In SMPTE - Why the ";" in DROP and then :

Grazie wrote on 2/4/2012, 1:18 AM
I wake up screaming in the middle of the night about this kind of stuff. But "why"? - Not me screaming.

I really do understand the reason for DROP in SMPTE. But why the choice of semi colon ";" for "DROP" SMPTE as the far right field separator?



Steven Myers wrote on 2/4/2012, 2:59 AM
In a version of BASIC I used many years ago, using the semicolon was the only way to send a value to the telephone modem but prevent the addition of a CR/LF.
Grazie wrote on 2/4/2012, 3:45 AM
Sure, so/but why here?


farss wrote on 2/4/2012, 4:01 AM
Why not?
I know that sounds trite but it probably is as simple as that
I can think of good reasons to be able to easily know if it's drop or non drop.
Using ":" and ";" to denote one or the other is very simple on the eye and probably quite easy on the old hardware that first had to cope with this.

Grazie wrote on 2/4/2012, 6:19 AM
No, I don't think you're being trite at all. I was just hoping for an insight into the vagaries of TC and the proclivities of programmers/camera operators wanting more control.

Chienworks wrote on 2/4/2012, 8:09 AM

1:23:45;06 and 1:23:45:06 may look the same at first glance, but since one uses drop frame and the other doesn't, they actually differ by about 5 seconds. That's a critical time difference when a network is trying to sync a broadcast.

Changing the : to ; is a visual cue as to which timecode is being used.


How odd. Without the first line of "test" at the top, this post gets blocked. With it there, it goes through successfully.


Hmmmm. I don't think i said that well. Chronologically by the clock the two timecodes are the same, but the position in the file differs by 5 seconds' worth of frames.
rs170a wrote on 2/4/2012, 8:15 AM
NTSC Time Code tutorial (a 6 page pdf from Leitch).

monoparadox wrote on 2/4/2012, 8:29 AM
That was more than I ever wanted to know about SMPTE.

Some of you guys are obscure . . . but relevant. :-)
Former user wrote on 2/4/2012, 9:10 AM
Working in the linear tape world of editing most of my career, the semi-colon was a visual indication of the drop code vs. non-drop. When doing spot editing, we normally edited with non-drop tc. Made the math a lot easier and you could start spots at 1 minute even. When doing program length, we normally used drop.
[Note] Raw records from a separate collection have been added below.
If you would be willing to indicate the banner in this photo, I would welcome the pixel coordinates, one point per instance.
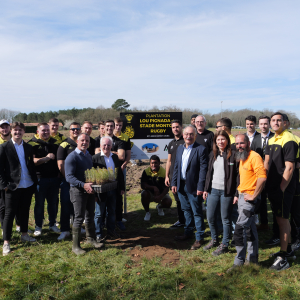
(150, 132)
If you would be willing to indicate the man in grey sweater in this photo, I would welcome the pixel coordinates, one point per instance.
(81, 193)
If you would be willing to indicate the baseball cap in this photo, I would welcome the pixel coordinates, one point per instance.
(4, 122)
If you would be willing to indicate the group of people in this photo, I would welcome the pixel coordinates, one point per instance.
(50, 163)
(234, 176)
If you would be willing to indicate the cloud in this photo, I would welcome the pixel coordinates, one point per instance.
(56, 55)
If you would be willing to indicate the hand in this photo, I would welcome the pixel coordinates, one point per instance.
(167, 181)
(199, 193)
(88, 188)
(248, 197)
(51, 156)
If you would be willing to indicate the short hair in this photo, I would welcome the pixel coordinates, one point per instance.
(155, 157)
(264, 117)
(190, 126)
(109, 121)
(53, 120)
(251, 118)
(118, 120)
(225, 122)
(82, 133)
(106, 137)
(42, 124)
(277, 113)
(202, 117)
(15, 124)
(87, 122)
(177, 121)
(74, 123)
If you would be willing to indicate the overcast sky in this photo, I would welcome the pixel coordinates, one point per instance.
(195, 54)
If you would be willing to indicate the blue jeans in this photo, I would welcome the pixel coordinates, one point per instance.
(218, 202)
(101, 207)
(67, 208)
(47, 188)
(192, 207)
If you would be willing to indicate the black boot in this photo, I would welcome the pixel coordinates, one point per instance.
(76, 232)
(91, 235)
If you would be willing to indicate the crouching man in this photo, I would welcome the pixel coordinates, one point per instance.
(252, 181)
(154, 188)
(81, 193)
(107, 201)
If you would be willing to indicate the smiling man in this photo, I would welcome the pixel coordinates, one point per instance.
(280, 159)
(44, 156)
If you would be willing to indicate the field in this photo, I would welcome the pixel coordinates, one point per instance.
(147, 263)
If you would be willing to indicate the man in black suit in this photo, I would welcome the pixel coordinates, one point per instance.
(250, 126)
(18, 179)
(258, 145)
(106, 159)
(188, 181)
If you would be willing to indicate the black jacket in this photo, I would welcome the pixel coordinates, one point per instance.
(99, 161)
(231, 168)
(10, 167)
(257, 143)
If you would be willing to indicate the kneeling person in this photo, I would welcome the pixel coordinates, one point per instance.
(154, 188)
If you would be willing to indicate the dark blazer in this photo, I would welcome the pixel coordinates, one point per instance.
(231, 169)
(99, 161)
(10, 167)
(196, 168)
(257, 143)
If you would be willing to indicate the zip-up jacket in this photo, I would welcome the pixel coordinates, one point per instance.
(41, 149)
(231, 168)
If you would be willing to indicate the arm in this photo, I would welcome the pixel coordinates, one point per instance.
(168, 165)
(287, 175)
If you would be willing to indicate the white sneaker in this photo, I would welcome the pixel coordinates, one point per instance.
(148, 216)
(160, 210)
(6, 249)
(54, 229)
(63, 235)
(27, 238)
(38, 231)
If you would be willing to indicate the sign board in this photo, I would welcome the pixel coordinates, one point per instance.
(150, 132)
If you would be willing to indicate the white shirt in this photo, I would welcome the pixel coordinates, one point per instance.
(184, 160)
(109, 161)
(251, 137)
(25, 180)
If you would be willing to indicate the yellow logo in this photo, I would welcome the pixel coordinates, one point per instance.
(129, 117)
(129, 131)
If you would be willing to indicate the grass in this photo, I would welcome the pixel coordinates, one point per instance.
(49, 270)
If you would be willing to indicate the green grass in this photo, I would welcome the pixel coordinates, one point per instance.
(49, 270)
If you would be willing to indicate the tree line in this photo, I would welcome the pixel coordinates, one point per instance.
(101, 113)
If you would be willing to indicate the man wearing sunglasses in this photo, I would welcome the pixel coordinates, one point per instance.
(64, 149)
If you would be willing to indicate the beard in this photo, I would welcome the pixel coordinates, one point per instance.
(242, 156)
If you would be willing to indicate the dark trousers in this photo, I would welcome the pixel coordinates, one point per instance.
(18, 200)
(263, 208)
(84, 206)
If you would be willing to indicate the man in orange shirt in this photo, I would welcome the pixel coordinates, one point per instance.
(252, 180)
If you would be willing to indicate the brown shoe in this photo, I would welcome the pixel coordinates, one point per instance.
(183, 237)
(197, 245)
(263, 227)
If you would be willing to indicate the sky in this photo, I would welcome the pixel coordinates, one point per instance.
(192, 54)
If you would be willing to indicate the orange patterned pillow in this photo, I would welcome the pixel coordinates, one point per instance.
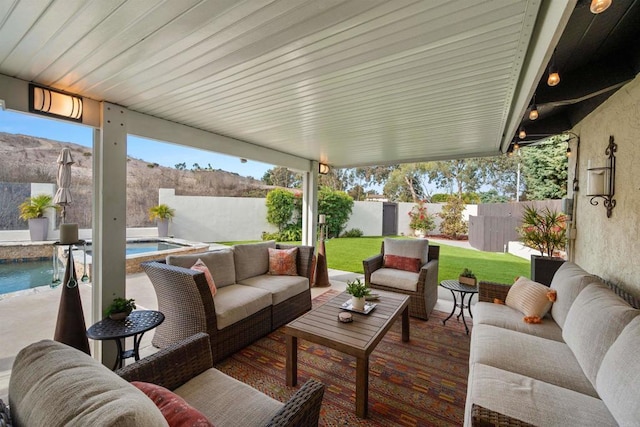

Early edit/machine controllers could not always determine the drop frame status and you would have to set the status manually. This visual indiction was important.

Dave T2
larry-peter wrote on 2/4/2012, 10:01 AM
Dunno if this is relevant, but CMX 3600 EDL format originally used a data field specifying drop or non-drop TC and all TC entries used colons. When Grass Valley introduced their EDL format, it did away with the TC data field and began using colons and semicolons to differentiate drop from non.
Former user wrote on 2/4/2012, 11:22 AM
I never used CMX but you might be right. Grass Valley came on pretty strong in the earlier machine control/switcher days. I started on Datatron and then our proprietary controller.